Porto Rico, Guam, les Philippines passent sous souveraineté américaine. Les États-Unis versent 20 millions de dollars à l'Espagne en compensation. Cuba obtient au passage son indépendance, mais reste bien fragile face à l'appétit des Etats-Unis, qui imposent un protectorat militaire et une occupation de l'île jusqu'en 1909.
Aujourd'hui, Porto Rico est un "Etat libre associé" des États-Unis, et ses habitants ont la nationalité américaine. Guam est un "territoire non incorporé organisé", et une importante base aéronavale américaine dans le Pacifique. Les Philippines, elles, sont indépendantes depuis 1946.
6 Les îles Vierges, achetées au Danemark
En 1917, Washington achète les îles Vierges à la couronne danoise pour 25 millions de dollars. Une opportunité stratégique aux yeux des Américains qui lorgnaient depuis des décennies sur ces îles des Antilles, proches du canal de Panama. Elles sont aujourd'hui un "territoire non incorporé organisé" des Etats-Unis, sous le nom d'îles Vierges des Etats-Unis pour les différencier des îles Vierges britanniques voisines.
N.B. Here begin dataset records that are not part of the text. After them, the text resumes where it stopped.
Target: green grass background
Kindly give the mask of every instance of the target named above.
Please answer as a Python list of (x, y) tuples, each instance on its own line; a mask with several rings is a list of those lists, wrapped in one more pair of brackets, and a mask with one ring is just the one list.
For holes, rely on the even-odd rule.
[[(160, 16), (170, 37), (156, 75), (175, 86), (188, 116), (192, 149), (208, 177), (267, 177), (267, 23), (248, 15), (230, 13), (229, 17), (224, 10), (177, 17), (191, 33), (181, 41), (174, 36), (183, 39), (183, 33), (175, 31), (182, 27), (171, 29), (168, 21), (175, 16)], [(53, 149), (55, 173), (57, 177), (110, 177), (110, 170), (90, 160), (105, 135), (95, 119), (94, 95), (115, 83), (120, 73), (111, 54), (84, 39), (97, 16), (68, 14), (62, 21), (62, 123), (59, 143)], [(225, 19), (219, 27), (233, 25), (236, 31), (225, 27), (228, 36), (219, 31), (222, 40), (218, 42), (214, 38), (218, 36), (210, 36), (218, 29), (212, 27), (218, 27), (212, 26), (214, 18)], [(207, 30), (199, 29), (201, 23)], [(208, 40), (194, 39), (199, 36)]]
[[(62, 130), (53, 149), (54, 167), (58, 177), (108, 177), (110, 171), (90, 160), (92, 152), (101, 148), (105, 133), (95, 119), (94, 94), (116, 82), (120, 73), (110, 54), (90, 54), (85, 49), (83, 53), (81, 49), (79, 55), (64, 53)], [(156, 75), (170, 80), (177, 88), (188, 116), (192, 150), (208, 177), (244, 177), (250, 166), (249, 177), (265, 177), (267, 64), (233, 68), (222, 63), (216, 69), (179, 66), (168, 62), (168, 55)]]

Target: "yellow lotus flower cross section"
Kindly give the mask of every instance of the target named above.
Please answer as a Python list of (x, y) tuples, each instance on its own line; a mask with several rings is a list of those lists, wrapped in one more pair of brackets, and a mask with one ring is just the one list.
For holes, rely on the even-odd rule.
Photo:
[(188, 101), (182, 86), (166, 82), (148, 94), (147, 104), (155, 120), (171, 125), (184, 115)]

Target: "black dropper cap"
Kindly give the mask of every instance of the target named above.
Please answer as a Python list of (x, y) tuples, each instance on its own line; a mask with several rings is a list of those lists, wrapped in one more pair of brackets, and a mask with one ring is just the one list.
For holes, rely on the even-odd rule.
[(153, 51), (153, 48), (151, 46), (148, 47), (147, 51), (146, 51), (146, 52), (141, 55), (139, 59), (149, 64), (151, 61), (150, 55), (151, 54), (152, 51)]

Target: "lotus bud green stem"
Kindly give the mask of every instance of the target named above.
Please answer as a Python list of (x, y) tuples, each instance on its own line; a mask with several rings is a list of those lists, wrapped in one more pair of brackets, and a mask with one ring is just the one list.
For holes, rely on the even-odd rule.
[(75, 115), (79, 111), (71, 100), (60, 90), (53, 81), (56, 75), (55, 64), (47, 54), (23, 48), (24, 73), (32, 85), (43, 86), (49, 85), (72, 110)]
Cette acquisition est le signe que, moyennant finances, le Danemark a déjà consenti à céder des territoires. Mais jamais, à ce jour, Copenhague n’a envisagé de vendre le Groenland, pourtant convoité depuis 1867. Devenu territoire autonome du Danemark, en marche pour son indépendance, résistera-t-il aux sirènes américaines ? Les élections législatives du 12 mars ont porté au pouvoir une formation de centre droit favorable à l’indépendance à terme et plutôt hostile aux projets de Donald Trump.